In the past when people like me i.e. economists were asked about the chances of that happening again, they’d say: “Forget it — central banks have learnt a lot about controlling inflation in a deregulated economy.”

However, with US inflation coming out overnight at 8.5%, a normal person (that is, a non-economist) might be wondering if economists’ confidence that inflation can be controlled to avoid crazy interest rates is misplaced.

Inflation 1960-2022

This chart above shows you what kind of inflation led to 18% interest rates. It actually was bigger in the 1970s but interest rates were regulated back then. But by the 1980s, deregulation came in and rates went out of control.

However since the 1980s, because of better central bank monetary policy and the cost-savings from a more cooperative union movement, reduced trade protection and the Internet’s digital businesses, inflation has been controlled.

But that control has changed since the Coronavirus showed up. This led to governments spending up to drive demand higher, while the virus threatened the supply chain, with lockdowns that have led to higher costs for everything, from microchips going into cars to TVs from China and even baristas working in cafes!

And then along came Vladimir Putin with his crazy, Ukraine war, which catapulted oil and petrol prices higher and it has produced 8.5% inflation in the US!

That was the biggest number for the Yanks since 1981 — the decade when home loan interest rates went double-digit. The CPI was 7.9% in February and now has climbed to 8.5% and the price of gasoline actually was responsible for half that rise.

This underlines the importance of the Ukraine war to current inflation levels and unfortunately, we can’t expect central banks to sort out that threat to inflation.

And while these inflation headlines make for scary stuff, economists have gone looking at the core inflation, which takes out volatile price hikes (like the price of gasoline and food affected by seasonal or one-off war problems), which came in a lower-than-expected 0.3%. Economists expected core inflation would rise by 0.5% so that lower number is a good omen that future inflation can fall.

Helping that number was the biggest drop in the price of used cars since 1969! “Used car prices, which had been a driver of higher goods inflation for months, were down 3.8 per cent in March, the second straight monthly decline. New car prices, meanwhile, rose slightly,” wrote the AFR’s Olivia Rockman. “Treasuries rose, with the yield on the 10-year note falling 7 basis points to 2.71 per cent near 12.30pm in New York, after the data showed core inflation rose less than forecast. The S&P 500 index was 0.8 per cent higher at midday.”

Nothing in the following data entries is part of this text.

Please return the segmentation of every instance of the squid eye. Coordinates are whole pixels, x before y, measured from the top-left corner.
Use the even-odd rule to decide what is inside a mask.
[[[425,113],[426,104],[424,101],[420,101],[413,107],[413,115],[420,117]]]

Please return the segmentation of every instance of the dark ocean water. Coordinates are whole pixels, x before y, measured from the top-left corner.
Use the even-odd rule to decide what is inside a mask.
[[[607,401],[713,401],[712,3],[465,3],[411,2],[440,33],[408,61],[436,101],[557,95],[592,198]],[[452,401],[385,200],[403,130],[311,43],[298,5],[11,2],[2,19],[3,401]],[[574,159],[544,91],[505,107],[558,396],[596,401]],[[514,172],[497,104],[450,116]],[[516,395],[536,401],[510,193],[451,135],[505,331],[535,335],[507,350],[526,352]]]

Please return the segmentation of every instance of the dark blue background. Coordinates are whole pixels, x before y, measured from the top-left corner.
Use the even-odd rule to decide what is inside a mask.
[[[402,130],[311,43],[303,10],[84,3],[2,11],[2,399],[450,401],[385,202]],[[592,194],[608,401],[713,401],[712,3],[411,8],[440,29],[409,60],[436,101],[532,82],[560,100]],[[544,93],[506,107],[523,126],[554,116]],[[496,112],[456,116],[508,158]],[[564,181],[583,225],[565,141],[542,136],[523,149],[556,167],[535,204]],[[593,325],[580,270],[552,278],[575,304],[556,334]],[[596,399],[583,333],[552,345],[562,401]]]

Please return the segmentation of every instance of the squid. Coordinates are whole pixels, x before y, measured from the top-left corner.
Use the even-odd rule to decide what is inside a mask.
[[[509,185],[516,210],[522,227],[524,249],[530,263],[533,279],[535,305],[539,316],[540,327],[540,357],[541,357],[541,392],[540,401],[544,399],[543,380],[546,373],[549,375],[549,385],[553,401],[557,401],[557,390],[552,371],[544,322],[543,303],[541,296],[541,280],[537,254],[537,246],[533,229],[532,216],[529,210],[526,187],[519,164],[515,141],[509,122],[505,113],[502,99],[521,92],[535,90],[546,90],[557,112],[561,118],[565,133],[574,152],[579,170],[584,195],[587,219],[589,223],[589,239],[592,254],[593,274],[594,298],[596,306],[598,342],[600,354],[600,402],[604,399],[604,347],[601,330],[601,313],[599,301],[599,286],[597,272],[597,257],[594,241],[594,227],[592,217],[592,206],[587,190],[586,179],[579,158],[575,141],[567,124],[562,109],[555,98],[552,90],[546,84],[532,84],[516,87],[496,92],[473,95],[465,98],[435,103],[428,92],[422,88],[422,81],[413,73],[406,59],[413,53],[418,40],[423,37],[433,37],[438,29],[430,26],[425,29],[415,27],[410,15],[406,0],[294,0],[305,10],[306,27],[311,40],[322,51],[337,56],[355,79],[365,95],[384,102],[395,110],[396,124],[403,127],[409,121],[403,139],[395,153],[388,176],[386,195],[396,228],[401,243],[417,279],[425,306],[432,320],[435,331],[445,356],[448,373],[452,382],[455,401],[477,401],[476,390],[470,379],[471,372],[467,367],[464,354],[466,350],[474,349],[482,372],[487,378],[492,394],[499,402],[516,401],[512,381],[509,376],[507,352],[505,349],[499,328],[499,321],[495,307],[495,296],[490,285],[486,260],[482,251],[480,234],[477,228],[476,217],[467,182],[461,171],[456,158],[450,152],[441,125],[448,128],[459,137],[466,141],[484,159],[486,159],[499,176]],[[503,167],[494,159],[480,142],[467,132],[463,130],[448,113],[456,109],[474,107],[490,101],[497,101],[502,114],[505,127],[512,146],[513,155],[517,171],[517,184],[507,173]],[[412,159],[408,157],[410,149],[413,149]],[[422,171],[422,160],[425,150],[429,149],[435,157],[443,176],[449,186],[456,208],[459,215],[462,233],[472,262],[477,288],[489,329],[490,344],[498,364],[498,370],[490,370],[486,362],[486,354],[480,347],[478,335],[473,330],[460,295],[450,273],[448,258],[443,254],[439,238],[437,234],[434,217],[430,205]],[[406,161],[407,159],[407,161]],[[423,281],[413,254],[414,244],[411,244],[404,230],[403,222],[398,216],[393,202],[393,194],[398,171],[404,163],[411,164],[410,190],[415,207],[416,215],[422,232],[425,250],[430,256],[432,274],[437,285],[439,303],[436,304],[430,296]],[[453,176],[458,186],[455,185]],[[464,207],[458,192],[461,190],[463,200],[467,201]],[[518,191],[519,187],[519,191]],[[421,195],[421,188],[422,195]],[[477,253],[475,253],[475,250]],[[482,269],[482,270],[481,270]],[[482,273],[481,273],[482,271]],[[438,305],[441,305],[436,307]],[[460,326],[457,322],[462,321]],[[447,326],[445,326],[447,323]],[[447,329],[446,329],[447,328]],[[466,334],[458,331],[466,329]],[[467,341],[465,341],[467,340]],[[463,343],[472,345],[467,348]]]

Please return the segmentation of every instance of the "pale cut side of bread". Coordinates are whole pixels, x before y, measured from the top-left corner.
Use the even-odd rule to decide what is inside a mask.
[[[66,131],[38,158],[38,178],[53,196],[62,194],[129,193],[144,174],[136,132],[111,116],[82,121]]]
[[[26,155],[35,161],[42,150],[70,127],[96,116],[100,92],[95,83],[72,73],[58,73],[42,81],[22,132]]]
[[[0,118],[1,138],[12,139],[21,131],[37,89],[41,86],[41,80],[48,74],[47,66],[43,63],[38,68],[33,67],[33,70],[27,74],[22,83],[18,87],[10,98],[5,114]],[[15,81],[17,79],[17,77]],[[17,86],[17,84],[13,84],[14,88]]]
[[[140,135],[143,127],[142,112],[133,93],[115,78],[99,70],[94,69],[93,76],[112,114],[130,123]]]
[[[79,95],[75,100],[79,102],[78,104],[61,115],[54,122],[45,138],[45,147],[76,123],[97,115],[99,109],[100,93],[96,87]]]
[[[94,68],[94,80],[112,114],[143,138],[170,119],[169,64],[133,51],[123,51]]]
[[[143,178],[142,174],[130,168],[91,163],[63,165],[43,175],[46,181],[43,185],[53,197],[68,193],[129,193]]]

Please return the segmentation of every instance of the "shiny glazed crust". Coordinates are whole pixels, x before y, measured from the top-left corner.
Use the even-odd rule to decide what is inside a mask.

Falling yields on bonds are positive signs that the stock market should like and that fall in core inflation is a reason to be optimistic that inflation can be controlled and interest rates won’t go double-digit again.

As an economist I’m praying for the end of the Ukraine war and that China beats that damn virus ASAP. If that happens in coming months, you will be able to stop worrying about inflation pushing up interest rates to ridiculous levels and it will be an enormous shot in the arm for stocks.